Leslie maintained a hectic literary pace, peeling off a passel of books, notably the 1972 spoof How Britain Won the Space Race (with astronomer Patrick Moore) and 1975's The Jesus File, which recast the trial of Jesus as a contemporary courtroom drama. His jocular account of life in the RAF showed up in 1947's Leaves in the Storm, a collection of WWII diaries. And a revised and enlarged Flying Saucers Have Landed appeared in 1970, bolstered by Leslie's ardent defense of Adamski, who, before his death in 1965, claimed to have puttered around the solar system with amiable aliens.

Leslie and Strong moved to St. Jeannet in the South of France in the late 1980s, and during the past decade he kept busy working on a collection of essays (What a Way to Run a Universe), an autobiography and Pandora, a novel based on his many love affairs. He also solidified his credentials as a dignified crank by firing off crotchety letters to the editor. A barbed example from a September 1992 edition of the Irish Times reads:

"St. Davnet's mental hospital in Monaghan is generally acknowledged as the best of its kind in Ireland, if not one of the finest in Europe. Our Government in its infinite Thatcherite wisdom has therefore decided to close it down and flog the land for development. Obviously, it must be kept open, if only to house the Minister and his cronies in its highest security wing for the remainder of their natural lives."

And in a March 1992 issue of the International Herald Tribune he carps:

"As an author, I am fascinated by how rapidly our language changes. Not long ago the word to denote crass stupidity was 'lobotomized.' Then it became 'brain-damaged,' or 'brain-dead.' Now it is 'politically correct.'"

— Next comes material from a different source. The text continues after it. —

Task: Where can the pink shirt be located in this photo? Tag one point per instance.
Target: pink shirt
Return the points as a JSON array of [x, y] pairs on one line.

Significantly, Leslie never recanted his belief in flying saucers and extraterrestrial visitation, twice venturing to the U.S. in recent times to speak at UFOlogy confabs. He also embraced a Gaian, all-you-need-is-love spiritualism. Just before he died in a hospital in Antibes, France, on Feb. 24, age 79, Leslie basked in the glow of his family, gathered to send him off: wife Helen, six children–three with Agnes, two with Helen, one with a woman named Jennifer Fibbs–sons-in-law, brother Sir John Leslie and Fibbs. (Camilla, one of his two daughters with Strong, reportedly will finish writing Pandora.)

Throughout everything–WWII, marriage, affairs, UFOlogy, musique concrete, novels, films, etc.–Leslie proudly flaunted his cherished iconoclasm. Once, when an Irish guidebook averred that his family was "mildly eccentric," he took great umbrage, immediately notifying the publishers via letter that the Leslies were, in fact, "very eccentric."